Ködern sie Politker mit lukrativen Jobs in der Privatwirtschaft und signalisiere ‚Entgegenkommen‘ bei den Positionen deiner Gegner. Punkt 4 in seiner To-Do Liste für Mappus:
„4. FDP
Die muessen an Bord sein, ohne wenn und aber. So ein Deal ist nicht ganz einfach fuer Ordoliberale, aber mit der Zusage, das Paket mittelfristig wieder an die Boerse zu
platzieren, solltest Du sie ueberzeugen koennen. Pfisterer [Anm. d. Red.:Ernst Pfister (FDP) bis 2011 badenwürttembergischer Wirtschaftsminister] wuerde ich mit zur PK nehmen und ihm ggfalls einen Aufsichtsratsposten bei der X AG in Aussicht stellen. Das nimmt er bestimmt gerne an:-), zumal er aus der Politik ausscheidet“
3) Spin, baby, spin
Kenne Medienmechanismen, nutze Kontakte und verschaff dir Rückendeckung. Die gleiche Nachricht aus verschiedenen Mündern verschafft Glaubwürdigkeit. Rückendeckung aus der Wissenschaft ist dabei elementar und lässt Meinungen zu Fakten werden. Eine wohlwollende Medienresonanz ist insgesamt besonders wichtig und man sollte dabei nichts dem Zufall überlassen. Dazu müssen die großen Leitmedien natürlich mit ins Boot geholt werden. Am besten man engagiert einen PR-Profi. Einige Auszüge aus der Trickkiste des Dirk Notheis:
„Erwin sollte das auch so unterstuetzen und kommunizieren, wenn angesprochen (…)“ [Anm. d. Red.: Erwin Teufel (CDU) bis 2005 MP des Landes BW ]
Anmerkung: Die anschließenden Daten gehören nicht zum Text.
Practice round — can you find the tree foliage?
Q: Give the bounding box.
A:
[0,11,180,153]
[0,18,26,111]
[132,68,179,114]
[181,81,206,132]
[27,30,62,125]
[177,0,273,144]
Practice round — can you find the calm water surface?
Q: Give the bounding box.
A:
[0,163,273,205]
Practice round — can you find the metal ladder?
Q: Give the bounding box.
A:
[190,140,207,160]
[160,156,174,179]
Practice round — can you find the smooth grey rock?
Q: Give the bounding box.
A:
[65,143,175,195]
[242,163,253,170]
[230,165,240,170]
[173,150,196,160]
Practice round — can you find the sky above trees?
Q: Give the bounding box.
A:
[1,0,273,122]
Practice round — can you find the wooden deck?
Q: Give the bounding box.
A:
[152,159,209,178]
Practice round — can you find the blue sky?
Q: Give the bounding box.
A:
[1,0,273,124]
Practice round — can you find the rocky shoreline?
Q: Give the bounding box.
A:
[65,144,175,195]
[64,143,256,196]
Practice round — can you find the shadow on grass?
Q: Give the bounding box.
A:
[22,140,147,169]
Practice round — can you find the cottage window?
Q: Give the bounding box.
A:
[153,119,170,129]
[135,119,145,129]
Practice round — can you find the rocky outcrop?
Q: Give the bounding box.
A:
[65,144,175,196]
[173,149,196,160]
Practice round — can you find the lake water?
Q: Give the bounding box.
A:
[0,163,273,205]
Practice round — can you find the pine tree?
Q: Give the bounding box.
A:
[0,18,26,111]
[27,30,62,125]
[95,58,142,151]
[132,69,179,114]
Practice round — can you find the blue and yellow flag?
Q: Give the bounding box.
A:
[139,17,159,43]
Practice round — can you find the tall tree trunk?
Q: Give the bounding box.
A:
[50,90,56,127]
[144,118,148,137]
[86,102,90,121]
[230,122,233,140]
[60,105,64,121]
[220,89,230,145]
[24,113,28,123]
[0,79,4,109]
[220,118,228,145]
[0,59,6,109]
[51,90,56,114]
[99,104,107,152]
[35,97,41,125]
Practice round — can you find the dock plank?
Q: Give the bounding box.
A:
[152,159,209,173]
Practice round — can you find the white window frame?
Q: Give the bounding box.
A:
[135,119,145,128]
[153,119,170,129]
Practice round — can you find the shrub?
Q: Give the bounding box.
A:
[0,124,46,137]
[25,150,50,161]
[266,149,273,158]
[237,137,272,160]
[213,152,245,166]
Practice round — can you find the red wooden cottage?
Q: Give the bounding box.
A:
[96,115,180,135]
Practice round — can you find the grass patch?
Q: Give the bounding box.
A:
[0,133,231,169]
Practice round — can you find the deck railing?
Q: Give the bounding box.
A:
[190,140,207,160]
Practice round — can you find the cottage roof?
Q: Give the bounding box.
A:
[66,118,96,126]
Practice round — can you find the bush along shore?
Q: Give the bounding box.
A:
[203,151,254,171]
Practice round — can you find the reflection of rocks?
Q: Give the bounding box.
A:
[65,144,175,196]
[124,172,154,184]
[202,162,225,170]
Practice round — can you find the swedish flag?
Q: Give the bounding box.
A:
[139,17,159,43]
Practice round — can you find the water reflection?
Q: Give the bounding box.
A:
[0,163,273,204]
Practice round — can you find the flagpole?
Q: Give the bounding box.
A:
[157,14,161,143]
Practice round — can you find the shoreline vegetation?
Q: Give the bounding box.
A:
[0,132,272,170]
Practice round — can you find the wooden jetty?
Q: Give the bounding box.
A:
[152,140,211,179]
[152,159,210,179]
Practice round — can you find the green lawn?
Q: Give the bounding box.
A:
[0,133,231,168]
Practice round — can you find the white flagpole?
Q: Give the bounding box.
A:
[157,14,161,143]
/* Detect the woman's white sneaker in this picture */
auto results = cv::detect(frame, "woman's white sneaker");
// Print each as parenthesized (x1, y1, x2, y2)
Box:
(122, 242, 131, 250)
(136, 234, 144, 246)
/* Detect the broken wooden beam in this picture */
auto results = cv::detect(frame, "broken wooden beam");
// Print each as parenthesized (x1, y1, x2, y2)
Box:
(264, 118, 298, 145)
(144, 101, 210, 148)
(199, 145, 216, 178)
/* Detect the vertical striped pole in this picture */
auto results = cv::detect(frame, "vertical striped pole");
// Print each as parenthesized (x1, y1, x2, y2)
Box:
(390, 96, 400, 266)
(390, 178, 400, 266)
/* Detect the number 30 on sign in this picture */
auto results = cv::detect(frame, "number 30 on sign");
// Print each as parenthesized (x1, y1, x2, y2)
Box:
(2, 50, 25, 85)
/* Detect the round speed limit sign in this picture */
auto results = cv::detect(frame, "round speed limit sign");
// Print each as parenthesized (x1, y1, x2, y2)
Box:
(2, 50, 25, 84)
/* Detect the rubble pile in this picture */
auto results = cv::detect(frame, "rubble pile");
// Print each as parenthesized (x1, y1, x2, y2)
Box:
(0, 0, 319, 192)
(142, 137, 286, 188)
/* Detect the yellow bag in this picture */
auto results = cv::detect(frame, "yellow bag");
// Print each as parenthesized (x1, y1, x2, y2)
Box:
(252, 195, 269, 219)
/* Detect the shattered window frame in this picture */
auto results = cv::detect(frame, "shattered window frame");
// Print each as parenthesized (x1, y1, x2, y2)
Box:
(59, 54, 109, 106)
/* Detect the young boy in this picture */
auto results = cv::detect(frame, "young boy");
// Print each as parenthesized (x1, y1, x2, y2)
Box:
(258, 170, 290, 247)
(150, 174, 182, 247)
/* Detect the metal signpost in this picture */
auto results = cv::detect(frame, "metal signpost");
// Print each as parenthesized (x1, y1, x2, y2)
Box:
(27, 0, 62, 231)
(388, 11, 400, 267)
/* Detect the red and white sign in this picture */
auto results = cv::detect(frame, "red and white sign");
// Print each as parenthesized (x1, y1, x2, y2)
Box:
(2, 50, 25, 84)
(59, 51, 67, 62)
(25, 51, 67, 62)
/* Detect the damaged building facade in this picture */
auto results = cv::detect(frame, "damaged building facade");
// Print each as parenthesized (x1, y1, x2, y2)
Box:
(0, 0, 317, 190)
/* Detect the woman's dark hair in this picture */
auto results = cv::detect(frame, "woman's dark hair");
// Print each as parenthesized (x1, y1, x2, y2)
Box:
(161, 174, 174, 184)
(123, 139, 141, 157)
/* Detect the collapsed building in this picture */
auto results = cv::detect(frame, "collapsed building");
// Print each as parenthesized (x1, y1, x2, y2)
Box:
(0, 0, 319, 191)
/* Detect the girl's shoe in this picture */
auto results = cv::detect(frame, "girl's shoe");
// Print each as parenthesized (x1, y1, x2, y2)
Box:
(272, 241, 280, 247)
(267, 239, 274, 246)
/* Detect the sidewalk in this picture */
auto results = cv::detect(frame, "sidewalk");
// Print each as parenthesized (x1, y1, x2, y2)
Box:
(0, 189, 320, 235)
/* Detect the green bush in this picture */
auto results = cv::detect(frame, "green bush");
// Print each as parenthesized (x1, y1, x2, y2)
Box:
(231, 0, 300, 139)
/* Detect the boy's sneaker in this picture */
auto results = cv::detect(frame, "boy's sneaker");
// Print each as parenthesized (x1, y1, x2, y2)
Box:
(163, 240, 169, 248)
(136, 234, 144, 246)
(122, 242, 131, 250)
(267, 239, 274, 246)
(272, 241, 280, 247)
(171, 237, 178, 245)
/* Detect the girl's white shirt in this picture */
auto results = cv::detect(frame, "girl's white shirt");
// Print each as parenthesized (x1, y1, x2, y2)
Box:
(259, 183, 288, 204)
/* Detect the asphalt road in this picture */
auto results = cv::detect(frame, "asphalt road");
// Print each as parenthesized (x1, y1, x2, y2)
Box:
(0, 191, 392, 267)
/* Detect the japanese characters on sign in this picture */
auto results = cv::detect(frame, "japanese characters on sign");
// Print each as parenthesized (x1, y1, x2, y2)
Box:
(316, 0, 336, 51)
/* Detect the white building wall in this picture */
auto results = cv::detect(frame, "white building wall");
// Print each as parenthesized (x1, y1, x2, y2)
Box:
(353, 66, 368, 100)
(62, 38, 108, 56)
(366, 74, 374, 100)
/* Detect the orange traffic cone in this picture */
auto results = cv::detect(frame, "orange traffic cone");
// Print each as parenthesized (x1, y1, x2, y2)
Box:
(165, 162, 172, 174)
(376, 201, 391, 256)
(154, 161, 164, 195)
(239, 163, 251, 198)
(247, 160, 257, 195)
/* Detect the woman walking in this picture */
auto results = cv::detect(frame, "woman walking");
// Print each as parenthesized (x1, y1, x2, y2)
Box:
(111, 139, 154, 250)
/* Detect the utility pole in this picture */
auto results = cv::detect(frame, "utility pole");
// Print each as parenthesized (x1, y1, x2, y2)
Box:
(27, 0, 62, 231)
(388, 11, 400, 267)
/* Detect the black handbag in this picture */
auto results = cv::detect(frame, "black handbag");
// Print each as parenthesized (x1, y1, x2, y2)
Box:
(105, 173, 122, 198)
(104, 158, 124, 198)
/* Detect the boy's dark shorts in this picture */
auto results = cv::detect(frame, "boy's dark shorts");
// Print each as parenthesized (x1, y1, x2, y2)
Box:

„Er sollte zumindest in der Argumentation wie oben bei Erwin mit der Presse kommunizieren.“ [Anm. d. Red .: gemeint ist Gerhard Goll (CDU), Politiker, Jurist, Manager und ehemaliger Vorstandsvorsitzender der EnBW]
„5. Wissenschaft
Kurz vor Bekanntgabe. Du solltest idealerweise einen renomierten Volkswirt aus BW haben, der das ganze gut findet und den die Presse zitieren kann. Er sollte das als „moderne Industriepolitik“ qualifizieren und Dir damit Rueckendeckung von wirtschaftswissenschaftlicher Seite verschaffen. Denke hier evtl. an Professor Franz in Mannheim. Es sollte jemand sein, der Dir einen Gefallen schuldet bzw. den Du gut kennst und dem Du vertrauen kannst.“„Zu der Mitarbeiterversammlung wuerde ich freundliche Jounalisten mitnehmen“
„- Medienberater
Du brauchst fuer die Wirtschaftspresse bundesweit einen top-Medienspinn-Doctor. Wuerde hierzu Hering&Schuppener aus Frankfurt, Herrn Alexander Geiser, nehmen. Ist mit Abstand der Beste fuer M&A Situationen. Er wird den richtigen Spinn bei FAZ, Handelsbiatt, FTD etc erzeugen und Dich aufs Titelblatt bringen“
4) Absicherung durch Anwälte
Anwaltskanzleien sind wichtiger Bestandteil von Lobby-Strategien. Sie helfen bei Rechtsauslegung, selbst wenn diese sich nachträglich als falsch herausstellt. Notheis kennt die richtigen Leute:
„Welche Berater werden zur Umsetzung benoetigt?
– Anwaltskanzlei
Sollte verschwiegen sein und aus dem Laendle kommen. Mein Vorschlag waere GleisLutz, Herr Dr. Schockenhoff. Vorteil: verschwiegen und gut, Nachteil: Bruder von Schocki und ggfalls durch Presse kritisierbar. Wuerde ihn trotzdem nehmen. Du solltest ihn auch zu dem Geheim-Treffen mit den Landraeten der O mitnehmen.“ [O = OEW, der Zweckverband Oberschwäbische Elektrizitätswerke, der zweite EnBW-Großaktionär]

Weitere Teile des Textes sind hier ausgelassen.